A nice thing to do could be to use a special domain-name for users of mobile platforms ; something like mobile.example.com ; for instance, so they can bookmark it and directly access the "mobile-version" of your site -- can be useful if your detection doesn't work well ^^
If you are targetting advanced-mobile-machines (like iPhone) which have a not too bad browser, you might want to send them "rich" HTML pages ; just test your pages to verify they fit on the small screen of theses machines ; and, maybe you'll want to send less data (like not display some sidebars, or have a smaller menu, ... )
BTW, what kind of platform do you mean by "mobile" ? Those old phones with small screens, or more power-users-oriented phones, like iPhone / Android / stuff like that ?
This could make quite a difference, actually, as the more recent ones have nice functionnalities that the oldest didn't have ^^
In any case, one important thing to remember :
you will spend some time making the site work on these devices
you will have to spend more time maintaining it !

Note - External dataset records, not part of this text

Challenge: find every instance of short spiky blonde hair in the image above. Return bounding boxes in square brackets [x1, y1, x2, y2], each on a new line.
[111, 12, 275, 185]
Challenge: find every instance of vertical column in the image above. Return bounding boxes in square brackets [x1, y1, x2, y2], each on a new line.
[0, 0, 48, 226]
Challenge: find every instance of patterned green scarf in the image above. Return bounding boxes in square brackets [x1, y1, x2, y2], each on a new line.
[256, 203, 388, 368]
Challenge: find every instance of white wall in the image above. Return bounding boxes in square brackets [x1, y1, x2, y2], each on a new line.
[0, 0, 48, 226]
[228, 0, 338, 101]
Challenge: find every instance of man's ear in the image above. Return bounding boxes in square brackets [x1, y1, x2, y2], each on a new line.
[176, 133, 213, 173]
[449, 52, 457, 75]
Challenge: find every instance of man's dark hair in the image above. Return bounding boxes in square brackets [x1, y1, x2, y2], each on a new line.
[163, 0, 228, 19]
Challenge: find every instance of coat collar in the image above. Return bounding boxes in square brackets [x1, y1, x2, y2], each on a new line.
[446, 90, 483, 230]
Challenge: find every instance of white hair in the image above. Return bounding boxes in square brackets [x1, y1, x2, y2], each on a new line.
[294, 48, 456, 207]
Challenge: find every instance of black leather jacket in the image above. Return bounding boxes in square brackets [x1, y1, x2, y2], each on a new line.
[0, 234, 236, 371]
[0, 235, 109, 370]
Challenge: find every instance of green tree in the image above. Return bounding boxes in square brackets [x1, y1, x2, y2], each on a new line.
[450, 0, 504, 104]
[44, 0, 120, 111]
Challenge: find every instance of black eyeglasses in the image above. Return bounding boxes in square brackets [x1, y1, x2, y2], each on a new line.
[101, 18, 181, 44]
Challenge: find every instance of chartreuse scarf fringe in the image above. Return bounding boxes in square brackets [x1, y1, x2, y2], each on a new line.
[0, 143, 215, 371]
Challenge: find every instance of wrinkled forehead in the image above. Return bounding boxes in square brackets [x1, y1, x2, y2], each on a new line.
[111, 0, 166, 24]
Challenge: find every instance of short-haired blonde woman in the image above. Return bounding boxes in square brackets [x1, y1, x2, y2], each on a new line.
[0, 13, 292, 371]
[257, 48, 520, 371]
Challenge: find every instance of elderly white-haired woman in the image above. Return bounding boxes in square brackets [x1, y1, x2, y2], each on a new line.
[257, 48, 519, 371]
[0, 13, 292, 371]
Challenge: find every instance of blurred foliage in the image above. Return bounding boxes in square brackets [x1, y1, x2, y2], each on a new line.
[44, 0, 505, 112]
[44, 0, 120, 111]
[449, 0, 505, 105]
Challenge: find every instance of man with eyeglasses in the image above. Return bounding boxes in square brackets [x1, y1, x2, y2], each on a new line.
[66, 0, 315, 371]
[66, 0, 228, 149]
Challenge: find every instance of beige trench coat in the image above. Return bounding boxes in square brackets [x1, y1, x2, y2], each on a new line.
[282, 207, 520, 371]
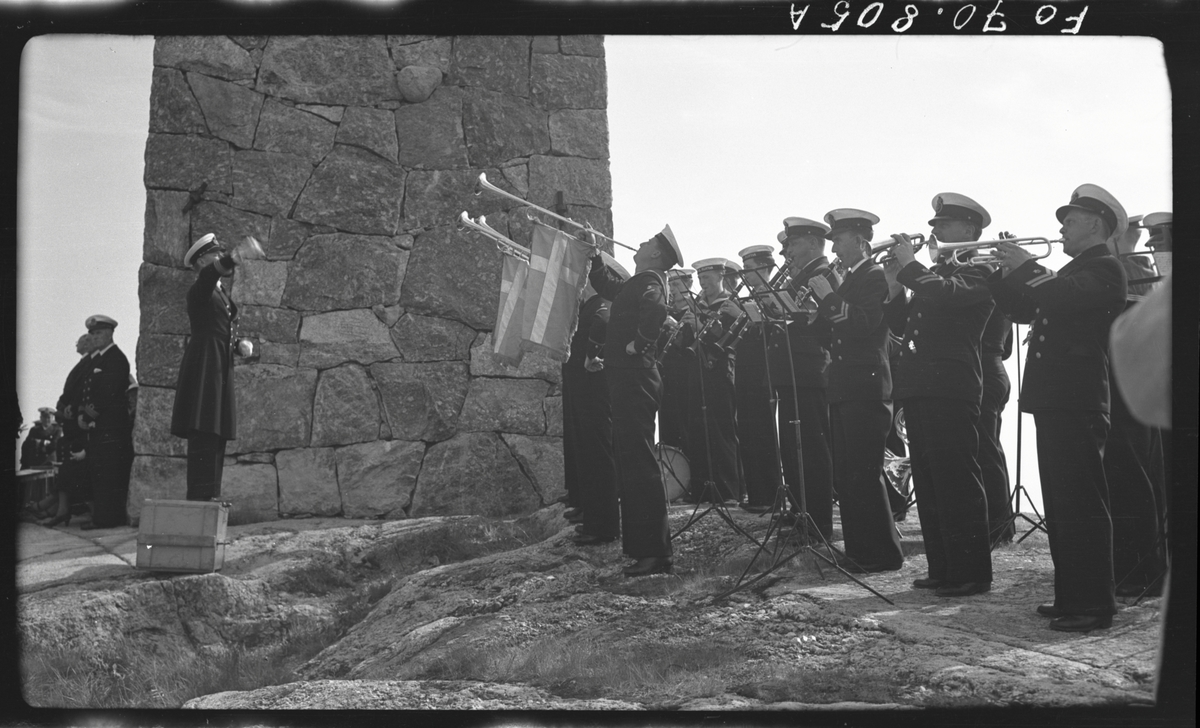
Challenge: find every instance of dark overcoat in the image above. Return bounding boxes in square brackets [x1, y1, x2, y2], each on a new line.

Which means : do something simple, and, as much as possible, use the same PHP code for both mobile and non-mobile version of the site : the less code you duplicate, the less code you'll have to maintain !
Hope these few ideas (not really well sorted, I admit) will help...
Have fun !
Already the mobile browsers support almost full XTHML, Javascript, Flash.
My recommandations are:
have a light css for the mobile
version
restrict some heavy functionalities
validate your code
optimize, optimize, optimize, although this works even for the full version.